Я не говорю о том, что надо чисто механически отдать институты Академии обратно. Вероятно, тогда будет еще хуже, чем сейчас. Если сравнить эффективность аппарата ФАНО в части выполнения административно-хозяйственных и финансовых функций со старым аппаратом президиума РАН, то, пожалуй, сравнение будет в пользу агентства. Менеджеры из ФАНО все же кое-что умеют, пусть они и дальше решают хозяйственные проблемы, налаживают механизмы бухгалтерской отчетности, обеспечивают комфортные условия для работы научных сотрудников. Но они не должны открывать и закрывать институты, утверждать госзадания, определять направления и планы научных исследований и оценивать их результаты, вмешиваться в решение кадровых вопросов, связанных с назначением директоров и других руководителей, потому что у них просто отсутствуют адекватные представления о том, как устроена наука.
ФАНО должно быть преобразовано в орган, подобный Управлению делами РАН и подконтрольный Президенту и президиуму Академии. Сохраняя же статус-кво, мы поддерживаем созданную вместе с ФАНО неработающую систему управления наукой.
На мой взгляд, необходимо также реформировать Министерство образования и науки, отделив одно от другого, то есть науку от образования. Логично было бы создать в будущем также структуру, подобную Госкомитету по науке и технике, которая бы руководила прикладными научными разработками. Академия наук по определению ориентирована прежде всего на фундаментальные результаты, она никогда  не сможет выдавать серьезные прикладные результаты.
— Президент РАН считает, что Академия должна курировать крупные государственные проекты — проекты мегасайенс. Каково ваше мнение по этому вопросу?
— Я полагаю, Академия не может и не должна брать на себя ответственность за реализацию крупных проектов, которые требуют масштабных финансовых вложений. На самом деле даже АН СССР не имела прямого отношения к руководству ни атомным, ни космическим проектами. Но для их реализации из Академии действительно привлекали квалифицированных специалистов, без них ничего не получилось бы.
Безусловно, есть научные проекты, требующие колоссальных вложений, — это строительство мощных ускорителей элементарных частиц, лазерных установок, реакторов для управляемого термоядерного синтеза. Но РАН самостоятельно их осуществить в большинстве случаев не сможет.

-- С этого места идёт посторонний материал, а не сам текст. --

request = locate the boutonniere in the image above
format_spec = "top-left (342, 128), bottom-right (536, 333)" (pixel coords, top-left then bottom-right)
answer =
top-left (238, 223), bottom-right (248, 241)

В числе мегапроектов, которые иногда упоминаются в связи с Академией, — проект НИКА, создание нового ускорительного комплекса на базе Объединенного института ядерных исследований в Дубне. На этом коллайдере ученые планируют исследовать свойства плотной барионной материи, чтобы попытаться смоделировать первые мгновения возникновения нашей Вселенной. Но это не проект Российской академии наук. Это большой международный проект, финансируемый многими отечественными и зарубежными организациями. Масштаб  подобных сооружений, как правило, превышает потенциал не только любого института, но и одной страны. 
Ошибкой Академии наук СССР приходится признать, например, то, что она взяла на себя строительство исследовательского ядерного реактора «ПИК» на территории Петербургского института ядерной физики им. Б.П. Константинова, позже переданного в Курчатовский институт. Это один из старейших российских научных долгостроев. Начался процесс в далеком 1976 году, затем был остановлен после аварии на Чернобыльской АЭС, возобновлен и снова заторможен после распада СССР. В очередной раз строительство продолжилось в 2001 году, и с тех пор планировалось запустить реактор в 2009, потом в 2010,  2011 году и так далее. Есть такая знаменитая «теорема» Ю.В. Петрова, одного из авторов этого проекта: во всякий заданный год до окончательной сдачи реактора остается пять лет. Впервые я про эту «теорему» услышал в Гатчине в 1979 году. Последняя дата планируемого пуска реактора — 2018 год, но вряд ли он свершится. Это наглядный пример того, что происходит, когда Академия берется за несвойственные ей задачи. Взялось бы за дело советское Министерство среднего машиностроения, реактор был бы уже давно построен.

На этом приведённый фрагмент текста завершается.